Мы идем туда, куда другие боятся ШАГНУТЬ

Пожертвование

Полезные новости

Hunting to Kill

02 мар, 2017

NovayaGazeta

All images by Ruslan Alikbekov/Novaya Gazeta

In Makhachkala (Dagestan) the mass executions continue and the number of victims has already reached several thousand. These killings are outrageous for their inhuman cruelty.

Within a matter of days, this city of 1 million people has turned into a massacre field. In the yards, bloody corpses are lying around and wounded animals hide in doorways. The residents are afraid to let their dogs out on the streets. There are not enough places able to care for the wounded dogs, but new cases continue to flow in. The animal killers continue their terrible raid. The police and prosecutors say nothing; there is no help from the authorities of Dagestan.
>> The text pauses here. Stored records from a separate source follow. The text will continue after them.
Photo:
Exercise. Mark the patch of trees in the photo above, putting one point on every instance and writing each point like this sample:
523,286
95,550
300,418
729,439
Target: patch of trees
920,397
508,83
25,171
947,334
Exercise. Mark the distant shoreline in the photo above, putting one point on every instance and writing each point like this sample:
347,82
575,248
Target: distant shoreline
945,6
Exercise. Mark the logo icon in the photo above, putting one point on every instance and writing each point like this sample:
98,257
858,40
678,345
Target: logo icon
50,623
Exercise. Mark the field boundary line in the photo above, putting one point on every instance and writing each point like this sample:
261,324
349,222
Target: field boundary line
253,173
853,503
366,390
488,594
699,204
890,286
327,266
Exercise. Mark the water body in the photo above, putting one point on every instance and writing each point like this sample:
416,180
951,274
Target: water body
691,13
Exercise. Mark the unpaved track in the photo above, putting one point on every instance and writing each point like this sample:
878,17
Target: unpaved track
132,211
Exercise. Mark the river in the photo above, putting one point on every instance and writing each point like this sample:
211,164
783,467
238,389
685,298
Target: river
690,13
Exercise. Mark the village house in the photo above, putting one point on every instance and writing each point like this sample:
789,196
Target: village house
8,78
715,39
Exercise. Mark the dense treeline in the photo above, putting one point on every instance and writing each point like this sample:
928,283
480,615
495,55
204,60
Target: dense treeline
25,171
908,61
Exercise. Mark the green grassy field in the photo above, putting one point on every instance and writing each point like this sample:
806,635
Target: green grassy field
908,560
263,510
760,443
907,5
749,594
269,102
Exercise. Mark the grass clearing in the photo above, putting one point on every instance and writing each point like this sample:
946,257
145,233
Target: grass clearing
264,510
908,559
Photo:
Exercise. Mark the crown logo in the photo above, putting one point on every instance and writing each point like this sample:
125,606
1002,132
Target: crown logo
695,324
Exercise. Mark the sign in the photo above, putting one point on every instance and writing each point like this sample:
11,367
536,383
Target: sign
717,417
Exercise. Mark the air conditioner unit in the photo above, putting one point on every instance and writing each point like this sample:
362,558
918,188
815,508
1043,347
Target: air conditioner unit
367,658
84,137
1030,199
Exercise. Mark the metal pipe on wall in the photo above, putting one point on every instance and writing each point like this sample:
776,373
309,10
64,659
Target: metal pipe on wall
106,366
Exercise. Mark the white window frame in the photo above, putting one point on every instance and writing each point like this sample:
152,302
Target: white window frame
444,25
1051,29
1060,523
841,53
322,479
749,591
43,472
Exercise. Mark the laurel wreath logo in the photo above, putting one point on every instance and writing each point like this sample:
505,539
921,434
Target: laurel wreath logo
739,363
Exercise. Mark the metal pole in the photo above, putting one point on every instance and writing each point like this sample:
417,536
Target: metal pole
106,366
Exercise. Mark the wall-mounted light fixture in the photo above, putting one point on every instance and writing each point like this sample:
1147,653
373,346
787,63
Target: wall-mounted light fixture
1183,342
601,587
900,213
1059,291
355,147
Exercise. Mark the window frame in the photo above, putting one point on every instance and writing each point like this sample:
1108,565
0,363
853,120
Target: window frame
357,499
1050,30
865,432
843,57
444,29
On the 19th February, on the deserted outskirts of Makhachkala, the body of a nine-year-old girl was found with multiple lacerations. Talk sprang up around the city that the girl had been mauled by a pack of stray dogs. The investigating committee brought forward a criminal case for ‘negligence resulting in the death of a person’ (against the Housing Authorities) and on its website, it states that the death was brought about, allegedly, by being bitten by dogs.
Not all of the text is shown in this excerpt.